Las Murallas de Harar
O facto de por (apaixonado) compromisso familiar ler razoavelmente em espanhol tem as suas vantagens, não sendo a mais pequena o acesso a um mercado editorial com uma dimensão bastante superior ao mercado português. Daí que algumas vezes por ano algumas livrarias de’A Coruña recebam a minha prolongada visita, e o proveito de alguma que outra aquisição. E explicito: librerias Colón, Arenas e Nos, sendo a Libreria Colón, na Calle Real, um must.
Ora recentemente comprei lá este livro, escrito por uma canadiana, Camilla Gibb, antropóloga, e por isso com estadia prévia na cidade de Harar, Etiópia, que ela tão bem retrata. Cidade aonde chegaram Burton em 1855, e Rimbaud em 1880, este para contrair sífilis.
Hoje, a maioria dos romances são obrigados a possuir uma história fantástica, sinuosidades de argumento espantosas, e desfechos mirabolantes, para interessar o europeu ou americano que viaja de metro, ou vai de férias, ou que pretende não morrer de tédio no fim-de-semana, ou adormecer sim mas lentamente. Tem-se umas ideias interessantes para o "plot", faz-se um cursito de escrita criativa, e pumba, aí sai livro, directamente para o top ten.
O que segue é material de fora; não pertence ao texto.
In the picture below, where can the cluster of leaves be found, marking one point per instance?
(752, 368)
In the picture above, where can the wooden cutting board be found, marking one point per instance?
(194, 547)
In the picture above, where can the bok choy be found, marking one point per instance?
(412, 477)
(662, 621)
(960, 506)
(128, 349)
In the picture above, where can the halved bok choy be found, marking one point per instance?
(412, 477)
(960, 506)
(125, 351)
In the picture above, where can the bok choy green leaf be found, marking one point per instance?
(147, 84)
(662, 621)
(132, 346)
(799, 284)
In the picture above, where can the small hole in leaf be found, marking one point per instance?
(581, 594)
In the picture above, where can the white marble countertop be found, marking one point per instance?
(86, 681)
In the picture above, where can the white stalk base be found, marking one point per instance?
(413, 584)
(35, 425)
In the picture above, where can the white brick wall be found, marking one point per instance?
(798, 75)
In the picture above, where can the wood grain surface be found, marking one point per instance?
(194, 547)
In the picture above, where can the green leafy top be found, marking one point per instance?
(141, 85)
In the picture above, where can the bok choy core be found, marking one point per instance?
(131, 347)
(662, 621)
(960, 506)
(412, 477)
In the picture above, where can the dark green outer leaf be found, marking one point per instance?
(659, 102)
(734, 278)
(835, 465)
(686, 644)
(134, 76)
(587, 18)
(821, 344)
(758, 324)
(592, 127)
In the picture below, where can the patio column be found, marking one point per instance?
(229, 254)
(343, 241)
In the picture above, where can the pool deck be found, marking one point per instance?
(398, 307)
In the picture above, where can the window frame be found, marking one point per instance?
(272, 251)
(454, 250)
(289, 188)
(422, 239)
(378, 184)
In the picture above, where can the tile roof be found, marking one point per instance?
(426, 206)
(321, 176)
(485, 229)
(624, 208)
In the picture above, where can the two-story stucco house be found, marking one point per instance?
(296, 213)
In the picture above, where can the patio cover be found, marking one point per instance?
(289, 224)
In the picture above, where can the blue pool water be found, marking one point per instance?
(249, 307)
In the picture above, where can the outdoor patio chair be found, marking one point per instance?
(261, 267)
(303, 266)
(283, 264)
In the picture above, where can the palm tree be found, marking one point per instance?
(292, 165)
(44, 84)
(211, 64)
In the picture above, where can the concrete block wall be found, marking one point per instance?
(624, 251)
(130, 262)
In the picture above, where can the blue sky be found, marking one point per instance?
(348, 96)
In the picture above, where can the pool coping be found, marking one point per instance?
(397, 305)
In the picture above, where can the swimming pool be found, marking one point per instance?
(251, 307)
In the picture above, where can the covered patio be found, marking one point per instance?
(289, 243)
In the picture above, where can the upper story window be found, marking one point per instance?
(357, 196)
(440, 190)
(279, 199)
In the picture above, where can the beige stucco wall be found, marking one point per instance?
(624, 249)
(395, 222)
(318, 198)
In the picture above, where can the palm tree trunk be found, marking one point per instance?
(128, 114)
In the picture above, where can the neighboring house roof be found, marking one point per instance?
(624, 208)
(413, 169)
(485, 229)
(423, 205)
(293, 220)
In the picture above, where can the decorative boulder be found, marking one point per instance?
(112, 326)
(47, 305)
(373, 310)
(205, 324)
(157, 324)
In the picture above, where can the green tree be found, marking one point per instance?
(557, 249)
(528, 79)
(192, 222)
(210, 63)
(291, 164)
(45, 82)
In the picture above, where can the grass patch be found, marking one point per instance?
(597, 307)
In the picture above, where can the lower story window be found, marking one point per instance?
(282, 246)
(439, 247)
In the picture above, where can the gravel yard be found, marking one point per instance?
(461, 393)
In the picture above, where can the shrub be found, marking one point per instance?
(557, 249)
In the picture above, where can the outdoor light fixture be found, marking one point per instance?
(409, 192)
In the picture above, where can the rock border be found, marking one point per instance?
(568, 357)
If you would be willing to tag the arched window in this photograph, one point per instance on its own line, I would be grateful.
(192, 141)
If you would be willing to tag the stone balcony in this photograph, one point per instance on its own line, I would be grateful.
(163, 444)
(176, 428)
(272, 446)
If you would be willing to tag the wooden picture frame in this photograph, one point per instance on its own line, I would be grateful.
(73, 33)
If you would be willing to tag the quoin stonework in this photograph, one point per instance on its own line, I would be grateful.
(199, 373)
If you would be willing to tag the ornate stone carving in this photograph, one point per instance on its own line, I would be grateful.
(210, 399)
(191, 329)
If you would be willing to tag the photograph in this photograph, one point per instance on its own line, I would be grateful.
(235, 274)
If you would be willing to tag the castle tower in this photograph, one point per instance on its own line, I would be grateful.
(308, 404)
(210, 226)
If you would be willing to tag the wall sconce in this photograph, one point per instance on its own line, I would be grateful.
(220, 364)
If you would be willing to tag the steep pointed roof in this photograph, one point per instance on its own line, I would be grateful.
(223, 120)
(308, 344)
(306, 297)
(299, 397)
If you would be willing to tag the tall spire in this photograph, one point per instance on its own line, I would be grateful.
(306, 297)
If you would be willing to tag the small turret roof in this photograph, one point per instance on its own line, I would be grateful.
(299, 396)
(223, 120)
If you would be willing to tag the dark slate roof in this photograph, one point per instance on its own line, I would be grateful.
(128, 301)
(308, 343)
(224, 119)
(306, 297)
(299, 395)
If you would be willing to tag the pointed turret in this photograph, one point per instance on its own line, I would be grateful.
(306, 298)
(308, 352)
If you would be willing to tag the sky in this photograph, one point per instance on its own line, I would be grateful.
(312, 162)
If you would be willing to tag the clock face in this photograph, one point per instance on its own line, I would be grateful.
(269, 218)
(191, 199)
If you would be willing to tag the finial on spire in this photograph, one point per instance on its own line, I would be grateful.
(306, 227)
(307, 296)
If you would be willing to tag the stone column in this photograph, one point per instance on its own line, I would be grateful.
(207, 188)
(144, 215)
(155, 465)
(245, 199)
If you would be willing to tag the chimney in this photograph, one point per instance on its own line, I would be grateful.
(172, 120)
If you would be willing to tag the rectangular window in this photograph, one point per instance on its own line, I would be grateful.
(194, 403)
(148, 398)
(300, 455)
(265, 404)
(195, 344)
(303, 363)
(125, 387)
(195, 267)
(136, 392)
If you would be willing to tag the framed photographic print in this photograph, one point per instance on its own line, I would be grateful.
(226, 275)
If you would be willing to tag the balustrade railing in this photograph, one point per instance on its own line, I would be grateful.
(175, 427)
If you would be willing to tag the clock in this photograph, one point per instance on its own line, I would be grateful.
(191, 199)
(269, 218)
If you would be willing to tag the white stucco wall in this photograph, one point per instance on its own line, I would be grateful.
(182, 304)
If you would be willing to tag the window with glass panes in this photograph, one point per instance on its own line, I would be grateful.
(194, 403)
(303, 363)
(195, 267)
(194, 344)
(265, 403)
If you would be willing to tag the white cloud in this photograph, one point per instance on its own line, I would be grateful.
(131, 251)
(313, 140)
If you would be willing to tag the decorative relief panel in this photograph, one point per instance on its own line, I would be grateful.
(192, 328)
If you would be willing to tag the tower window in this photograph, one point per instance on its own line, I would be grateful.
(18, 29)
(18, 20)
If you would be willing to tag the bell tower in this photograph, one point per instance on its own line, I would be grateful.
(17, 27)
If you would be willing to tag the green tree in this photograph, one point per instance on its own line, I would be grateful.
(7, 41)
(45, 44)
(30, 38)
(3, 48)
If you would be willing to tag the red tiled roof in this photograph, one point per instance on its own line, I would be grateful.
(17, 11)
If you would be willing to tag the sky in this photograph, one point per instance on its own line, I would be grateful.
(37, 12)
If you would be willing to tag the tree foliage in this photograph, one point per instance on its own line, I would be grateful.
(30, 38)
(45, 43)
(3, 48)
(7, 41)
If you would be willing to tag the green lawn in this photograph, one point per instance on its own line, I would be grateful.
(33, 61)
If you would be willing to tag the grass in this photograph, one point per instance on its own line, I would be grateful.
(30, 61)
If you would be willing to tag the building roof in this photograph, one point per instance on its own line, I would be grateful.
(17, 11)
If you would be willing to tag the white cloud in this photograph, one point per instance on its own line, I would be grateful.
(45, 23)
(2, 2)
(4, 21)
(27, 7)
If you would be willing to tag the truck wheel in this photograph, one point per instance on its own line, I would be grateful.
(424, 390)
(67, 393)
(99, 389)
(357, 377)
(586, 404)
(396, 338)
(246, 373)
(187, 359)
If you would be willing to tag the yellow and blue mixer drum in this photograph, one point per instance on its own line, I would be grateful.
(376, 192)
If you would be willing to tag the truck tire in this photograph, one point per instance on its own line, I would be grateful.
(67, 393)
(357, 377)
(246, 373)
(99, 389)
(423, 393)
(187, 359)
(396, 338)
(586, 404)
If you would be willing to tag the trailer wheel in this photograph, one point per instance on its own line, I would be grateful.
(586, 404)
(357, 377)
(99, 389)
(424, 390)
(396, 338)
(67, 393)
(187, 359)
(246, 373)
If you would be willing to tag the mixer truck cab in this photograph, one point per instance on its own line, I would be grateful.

"Las Murallas de Harar" parecem um pouco sofrer deste síndrome: a história de uma inglesa filha de hippies, abandonada às mão de um patriarca marroquino sufi, e que se torna uma devota muçulmana e que viaja até Harar, cidade santa muçulmana etíope, é... muita coisa. Narrativa que se cruza com o seu estar anos depois, integrada na comunidade muçulmana londrina, a ser enfermeira num hospital público. Tudo isto é descrito na 1ª pessoa, com uma paixão contida, adequadamente. O saber de base da escrita revela-se no estudo atento das relações entre classes, entre etnias, entre sexos, entre religiões. E a mais valia do livro: a protagonista é muçulmana, e muito. A sua vivência religiosa é maravilhosamente ilustrada, ainda mais com o sal do sufismo, essa quase heresia, a dar espessura ao pensamento da adolescente, loura, branca, mas devotamente a seguir uma Lei que chama sua, diariamente. E idem em Londres. E portanto também um livro que não se pára de ler até ao fim, este, embora termine um pouco em anticlímax, talvez porque no Reino Unido de hoje já não possam existir aventuras como as que a Etiópia viveu nos anos 70, 80... e até hoje.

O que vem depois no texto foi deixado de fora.